The practice was founded in Hong Kong and Shenzhen, China in 1992, and was one of the earliest professional services firms in the China market. In China, its offices now include offices in Beijing, Dalian, Dongguan, Guangzhou, Hangzhou, Ningbo, Qingdao, Shanghai, Suzhou, Tianjin, and Zhongshan. The practice has also been operating in India since 2005, Vietnam since 2006, and Singapore since 2007, with additional full service alliance offices in Indonesia, Malaysia, the Philippines, and Thailand. The firm is unique both due to its size, private ownership, and the fact that it is one of the few remaining professional services firms to have retained its independence, and remains self-financed and managed. Next year is the 25th anniversary of the practice.

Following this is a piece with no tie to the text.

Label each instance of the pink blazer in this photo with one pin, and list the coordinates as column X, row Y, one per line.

“We have enjoyed a productive and profitable 2016 under difficult trading conditions” comments Chris Devonshire-Ellis, the Founding Partner and Chairman, “and we have an aggressive 2017 plan to develop our business interests in India and the China-India and China-ASEAN trade corridors in particular. We are also branching out into the Silk Road arena and will be launching Silk Road Briefing as an investment intelligence platform dealing with China’s ODI into the One Belt One Road project at the end of Q1 next year, as well as boosting our marketing presence in the United States and EU during 2017. We continue to expand further into Asia including Central Asia, and are one of the very few firms who have the capability to offer pan-Asian, multi-jurisdictional services.”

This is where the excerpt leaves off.